It was a white-collar crowd– Des Moines-area attorneys and insurance market experts and a smattering of D.C. Obama veterans now in town to help Biden in the homestretch. The leading attorney at ICE under the last administration was there, and told me it was the very first time he had actually ever canvassed Iowa for a prospect.
Iran had actually heightened the stakes. “#WWIII” was trending online and predictions of a full-scale war were commonplace. Trump might now benefit from the halo that shines atop all wartime leaders, at least for a time. And the importance of the outcome of the Democratic primary– to state absolutely nothing of the country and the world– had all of a sudden ballooned. Would citizens want a skilled hand whose position on world affairs is essentially, “Believe me, I understand what I’m doing” (Biden) or would they gravitate towards someone like Bernie Sanders, whose ringing calls to get the U.S. out of Middle East quagmires have the advantage of clearness, however make numerous a D.C. foreign-policy hand queasy? The answer might assist determine who wins over the Democratic base, and maybe the nation, come November.
When he arrived, Biden the prospect still winked and shot finger guns at well-wishers and hugged them afterwards, but it was Biden the commander-in-chief that his advisors wanted on display screen.
To Biden’s aides, it was their guy’s opportunity to seize the minute.
” The more the world appears in chaos, particularly with Trump as an irregular accelerant to that chaos, the more individuals appear to be looking for some return to normalcy and strong and steady management as opposed to erratic leadership,” stated a Biden consultant.
The voter stated, he ‘d gotten two of the most significant questions in recent years wrong: the 2002 Iraq War vote when he was a senator and the 2011 Navy SEAL raid on Osama bin Laden’s hideout in Abbottabad, Pakistan, which Biden, then vice president, counseled Obama against.
Biden was a senator for 36 years and vice president for 8.

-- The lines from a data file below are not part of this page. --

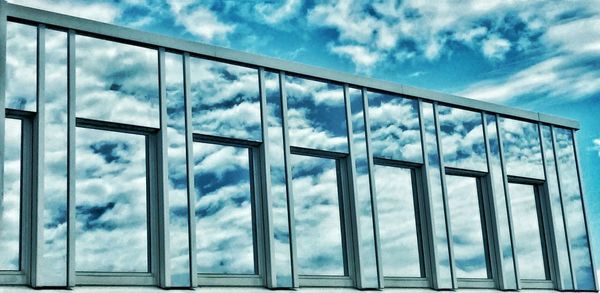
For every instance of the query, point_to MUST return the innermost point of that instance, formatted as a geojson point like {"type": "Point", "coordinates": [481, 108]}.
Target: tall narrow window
{"type": "Point", "coordinates": [528, 232]}
{"type": "Point", "coordinates": [10, 202]}
{"type": "Point", "coordinates": [469, 241]}
{"type": "Point", "coordinates": [225, 233]}
{"type": "Point", "coordinates": [111, 202]}
{"type": "Point", "coordinates": [401, 246]}
{"type": "Point", "coordinates": [318, 217]}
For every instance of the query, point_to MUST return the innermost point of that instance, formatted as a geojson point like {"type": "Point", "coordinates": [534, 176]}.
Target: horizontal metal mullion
{"type": "Point", "coordinates": [464, 172]}
{"type": "Point", "coordinates": [115, 126]}
{"type": "Point", "coordinates": [316, 153]}
{"type": "Point", "coordinates": [153, 40]}
{"type": "Point", "coordinates": [396, 163]}
{"type": "Point", "coordinates": [224, 140]}
{"type": "Point", "coordinates": [524, 180]}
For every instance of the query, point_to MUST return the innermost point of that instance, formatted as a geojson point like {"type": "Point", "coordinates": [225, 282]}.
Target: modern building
{"type": "Point", "coordinates": [132, 158]}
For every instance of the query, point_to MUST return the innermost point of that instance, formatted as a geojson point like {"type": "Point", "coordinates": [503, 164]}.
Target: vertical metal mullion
{"type": "Point", "coordinates": [288, 176]}
{"type": "Point", "coordinates": [38, 150]}
{"type": "Point", "coordinates": [562, 203]}
{"type": "Point", "coordinates": [375, 212]}
{"type": "Point", "coordinates": [584, 209]}
{"type": "Point", "coordinates": [491, 196]}
{"type": "Point", "coordinates": [508, 201]}
{"type": "Point", "coordinates": [71, 146]}
{"type": "Point", "coordinates": [266, 200]}
{"type": "Point", "coordinates": [351, 186]}
{"type": "Point", "coordinates": [426, 186]}
{"type": "Point", "coordinates": [189, 143]}
{"type": "Point", "coordinates": [444, 194]}
{"type": "Point", "coordinates": [162, 179]}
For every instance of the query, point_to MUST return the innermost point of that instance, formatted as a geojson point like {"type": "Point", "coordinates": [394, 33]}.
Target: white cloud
{"type": "Point", "coordinates": [596, 146]}
{"type": "Point", "coordinates": [360, 55]}
{"type": "Point", "coordinates": [199, 21]}
{"type": "Point", "coordinates": [495, 47]}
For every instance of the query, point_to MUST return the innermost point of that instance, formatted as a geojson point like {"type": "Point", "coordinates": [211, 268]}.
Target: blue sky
{"type": "Point", "coordinates": [541, 56]}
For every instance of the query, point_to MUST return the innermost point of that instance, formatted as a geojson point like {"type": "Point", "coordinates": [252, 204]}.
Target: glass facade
{"type": "Point", "coordinates": [131, 163]}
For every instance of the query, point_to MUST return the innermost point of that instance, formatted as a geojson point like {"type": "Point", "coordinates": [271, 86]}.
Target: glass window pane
{"type": "Point", "coordinates": [362, 193]}
{"type": "Point", "coordinates": [225, 99]}
{"type": "Point", "coordinates": [21, 68]}
{"type": "Point", "coordinates": [395, 130]}
{"type": "Point", "coordinates": [527, 232]}
{"type": "Point", "coordinates": [179, 253]}
{"type": "Point", "coordinates": [522, 151]}
{"type": "Point", "coordinates": [282, 262]}
{"type": "Point", "coordinates": [397, 217]}
{"type": "Point", "coordinates": [316, 114]}
{"type": "Point", "coordinates": [317, 216]}
{"type": "Point", "coordinates": [10, 202]}
{"type": "Point", "coordinates": [573, 207]}
{"type": "Point", "coordinates": [462, 138]}
{"type": "Point", "coordinates": [224, 222]}
{"type": "Point", "coordinates": [437, 197]}
{"type": "Point", "coordinates": [509, 276]}
{"type": "Point", "coordinates": [111, 204]}
{"type": "Point", "coordinates": [122, 77]}
{"type": "Point", "coordinates": [468, 238]}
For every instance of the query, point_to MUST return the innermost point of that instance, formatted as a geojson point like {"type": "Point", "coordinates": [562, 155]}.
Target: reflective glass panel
{"type": "Point", "coordinates": [177, 172]}
{"type": "Point", "coordinates": [224, 222]}
{"type": "Point", "coordinates": [573, 207]}
{"type": "Point", "coordinates": [225, 99]}
{"type": "Point", "coordinates": [10, 201]}
{"type": "Point", "coordinates": [281, 249]}
{"type": "Point", "coordinates": [317, 216]}
{"type": "Point", "coordinates": [397, 216]}
{"type": "Point", "coordinates": [462, 138]}
{"type": "Point", "coordinates": [527, 232]}
{"type": "Point", "coordinates": [560, 238]}
{"type": "Point", "coordinates": [316, 114]}
{"type": "Point", "coordinates": [466, 220]}
{"type": "Point", "coordinates": [394, 122]}
{"type": "Point", "coordinates": [437, 198]}
{"type": "Point", "coordinates": [123, 77]}
{"type": "Point", "coordinates": [507, 261]}
{"type": "Point", "coordinates": [52, 257]}
{"type": "Point", "coordinates": [21, 68]}
{"type": "Point", "coordinates": [111, 204]}
{"type": "Point", "coordinates": [522, 153]}
{"type": "Point", "coordinates": [362, 190]}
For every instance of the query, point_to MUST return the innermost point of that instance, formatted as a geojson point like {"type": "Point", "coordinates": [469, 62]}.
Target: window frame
{"type": "Point", "coordinates": [418, 182]}
{"type": "Point", "coordinates": [258, 220]}
{"type": "Point", "coordinates": [485, 214]}
{"type": "Point", "coordinates": [342, 161]}
{"type": "Point", "coordinates": [150, 278]}
{"type": "Point", "coordinates": [540, 188]}
{"type": "Point", "coordinates": [26, 214]}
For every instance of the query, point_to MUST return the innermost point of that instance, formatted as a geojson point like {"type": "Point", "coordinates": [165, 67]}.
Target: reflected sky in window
{"type": "Point", "coordinates": [400, 245]}
{"type": "Point", "coordinates": [469, 245]}
{"type": "Point", "coordinates": [522, 151]}
{"type": "Point", "coordinates": [223, 212]}
{"type": "Point", "coordinates": [316, 114]}
{"type": "Point", "coordinates": [395, 132]}
{"type": "Point", "coordinates": [21, 58]}
{"type": "Point", "coordinates": [527, 233]}
{"type": "Point", "coordinates": [317, 217]}
{"type": "Point", "coordinates": [111, 202]}
{"type": "Point", "coordinates": [123, 77]}
{"type": "Point", "coordinates": [10, 202]}
{"type": "Point", "coordinates": [225, 99]}
{"type": "Point", "coordinates": [462, 138]}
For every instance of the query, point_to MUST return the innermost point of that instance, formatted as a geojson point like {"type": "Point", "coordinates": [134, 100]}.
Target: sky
{"type": "Point", "coordinates": [536, 55]}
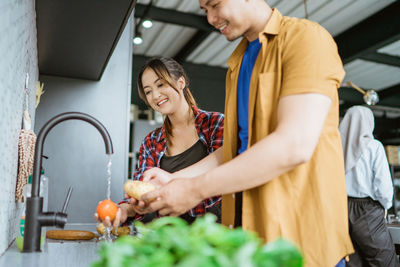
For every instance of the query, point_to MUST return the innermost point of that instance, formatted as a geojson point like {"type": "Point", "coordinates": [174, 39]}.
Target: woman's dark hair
{"type": "Point", "coordinates": [168, 70]}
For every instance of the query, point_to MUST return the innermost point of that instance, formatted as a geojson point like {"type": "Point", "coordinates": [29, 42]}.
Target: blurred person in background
{"type": "Point", "coordinates": [369, 189]}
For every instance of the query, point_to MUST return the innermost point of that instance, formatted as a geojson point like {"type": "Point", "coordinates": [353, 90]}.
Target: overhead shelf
{"type": "Point", "coordinates": [77, 38]}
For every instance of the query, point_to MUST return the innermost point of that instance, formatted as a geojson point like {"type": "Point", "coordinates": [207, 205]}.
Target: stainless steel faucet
{"type": "Point", "coordinates": [35, 217]}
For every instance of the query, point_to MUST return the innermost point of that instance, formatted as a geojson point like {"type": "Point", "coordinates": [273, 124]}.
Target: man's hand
{"type": "Point", "coordinates": [174, 199]}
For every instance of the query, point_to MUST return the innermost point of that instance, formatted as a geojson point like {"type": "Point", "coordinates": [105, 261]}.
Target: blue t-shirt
{"type": "Point", "coordinates": [248, 61]}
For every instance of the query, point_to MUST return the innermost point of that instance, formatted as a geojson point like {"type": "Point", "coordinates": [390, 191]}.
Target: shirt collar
{"type": "Point", "coordinates": [271, 28]}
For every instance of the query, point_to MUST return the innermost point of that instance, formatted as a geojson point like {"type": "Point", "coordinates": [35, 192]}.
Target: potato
{"type": "Point", "coordinates": [136, 189]}
{"type": "Point", "coordinates": [123, 230]}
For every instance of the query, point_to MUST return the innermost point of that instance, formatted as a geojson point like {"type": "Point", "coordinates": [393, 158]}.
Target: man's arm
{"type": "Point", "coordinates": [206, 164]}
{"type": "Point", "coordinates": [300, 120]}
{"type": "Point", "coordinates": [160, 177]}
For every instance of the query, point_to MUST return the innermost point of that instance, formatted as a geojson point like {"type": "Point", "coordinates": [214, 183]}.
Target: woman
{"type": "Point", "coordinates": [369, 189]}
{"type": "Point", "coordinates": [187, 135]}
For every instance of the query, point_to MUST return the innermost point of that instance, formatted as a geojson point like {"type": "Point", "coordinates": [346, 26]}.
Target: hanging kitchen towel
{"type": "Point", "coordinates": [26, 151]}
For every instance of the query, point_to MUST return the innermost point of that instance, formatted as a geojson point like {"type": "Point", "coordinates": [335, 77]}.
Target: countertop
{"type": "Point", "coordinates": [81, 253]}
{"type": "Point", "coordinates": [55, 252]}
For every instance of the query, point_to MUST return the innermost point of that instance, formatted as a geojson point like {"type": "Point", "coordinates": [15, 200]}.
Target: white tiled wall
{"type": "Point", "coordinates": [18, 56]}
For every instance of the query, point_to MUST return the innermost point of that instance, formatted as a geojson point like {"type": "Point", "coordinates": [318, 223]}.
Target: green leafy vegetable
{"type": "Point", "coordinates": [170, 241]}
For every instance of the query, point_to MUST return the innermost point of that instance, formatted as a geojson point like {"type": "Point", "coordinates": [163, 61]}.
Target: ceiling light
{"type": "Point", "coordinates": [138, 40]}
{"type": "Point", "coordinates": [370, 96]}
{"type": "Point", "coordinates": [147, 23]}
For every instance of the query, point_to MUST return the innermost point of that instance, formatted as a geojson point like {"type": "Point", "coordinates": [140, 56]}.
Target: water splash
{"type": "Point", "coordinates": [109, 177]}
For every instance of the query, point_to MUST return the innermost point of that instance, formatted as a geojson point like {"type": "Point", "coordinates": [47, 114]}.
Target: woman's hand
{"type": "Point", "coordinates": [173, 199]}
{"type": "Point", "coordinates": [124, 211]}
{"type": "Point", "coordinates": [157, 176]}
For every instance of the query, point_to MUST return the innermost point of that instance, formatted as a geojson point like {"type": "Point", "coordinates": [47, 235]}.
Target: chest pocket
{"type": "Point", "coordinates": [266, 102]}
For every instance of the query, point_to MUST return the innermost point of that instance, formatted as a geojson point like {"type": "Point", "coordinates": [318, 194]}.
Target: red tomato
{"type": "Point", "coordinates": [107, 208]}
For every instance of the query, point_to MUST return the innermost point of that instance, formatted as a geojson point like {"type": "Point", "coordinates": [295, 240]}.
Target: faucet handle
{"type": "Point", "coordinates": [64, 209]}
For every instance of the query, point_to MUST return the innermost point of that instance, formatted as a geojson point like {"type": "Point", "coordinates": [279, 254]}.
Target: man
{"type": "Point", "coordinates": [282, 146]}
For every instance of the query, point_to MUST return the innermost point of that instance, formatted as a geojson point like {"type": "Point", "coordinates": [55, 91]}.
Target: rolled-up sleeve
{"type": "Point", "coordinates": [382, 179]}
{"type": "Point", "coordinates": [310, 62]}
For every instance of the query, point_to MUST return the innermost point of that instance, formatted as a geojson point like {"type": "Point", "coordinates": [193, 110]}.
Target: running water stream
{"type": "Point", "coordinates": [109, 177]}
{"type": "Point", "coordinates": [108, 236]}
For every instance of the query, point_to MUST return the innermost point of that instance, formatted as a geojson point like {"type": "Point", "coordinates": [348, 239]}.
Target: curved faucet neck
{"type": "Point", "coordinates": [46, 129]}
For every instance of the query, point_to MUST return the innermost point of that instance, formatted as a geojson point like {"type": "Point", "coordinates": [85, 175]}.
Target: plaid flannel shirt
{"type": "Point", "coordinates": [209, 126]}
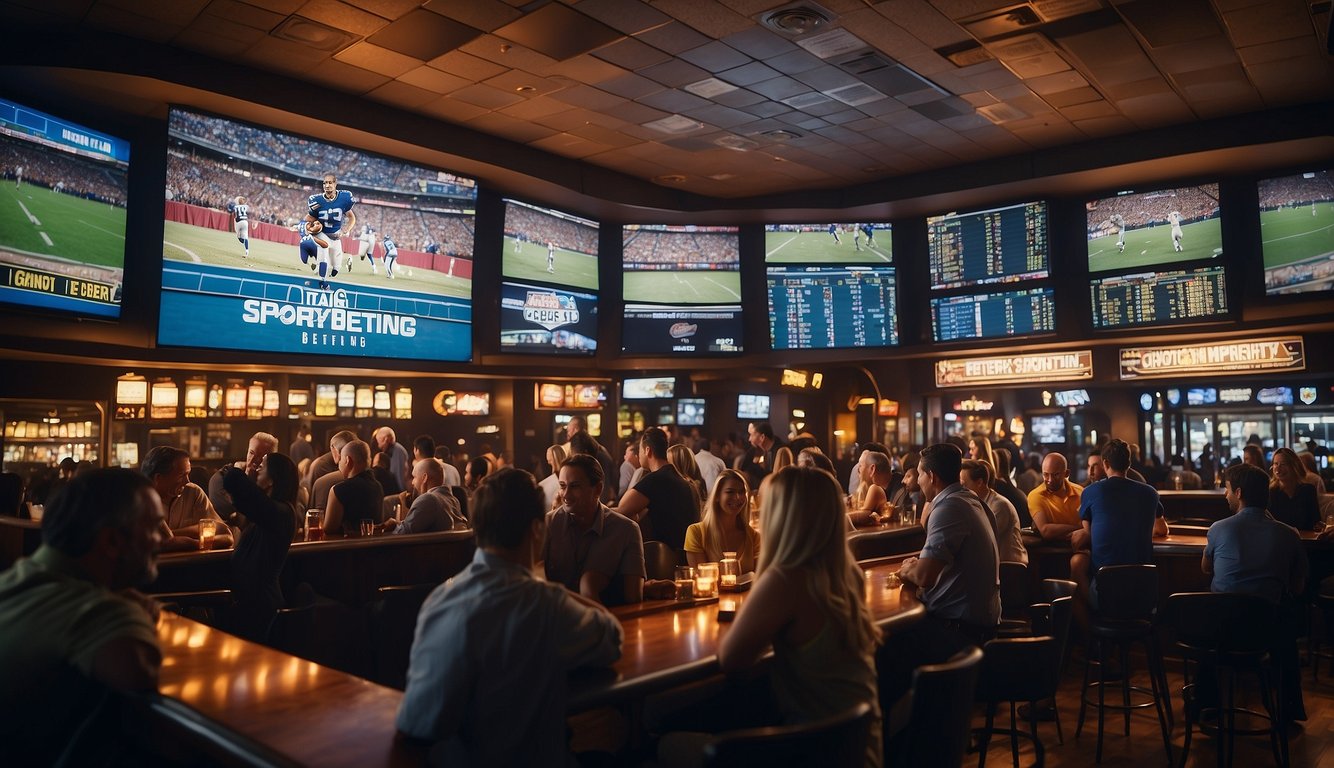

On Iraq, Biden gave a familiar response that Democratic senators who elected the intrusion have actually been making for 17 years: It was a vote to give President George W. Bush take advantage of at the United Nations to reinforce a weapons assessment routine, not to greenlight an impending attack. (This is traditionally accurate, but a bit like arguing you let a college-aged good friend borrow your credit card just for purchasing books for his fraternity and then being shocked about all the pot and booze he contributed to the expense.)
On the bin Laden raid, Biden, changing his story a bit, insisted that after a larger meeting at which he revealed reservations, he privately told Obama to go all out. (During his prolonged reaction, at one point, Biden inadvertently stated Saddam Hussein when he meant Osama bin Laden.)
Regardless of the hard question, Biden appeared pleased. If the subject is foreign policy, Biden thinks he’s winning.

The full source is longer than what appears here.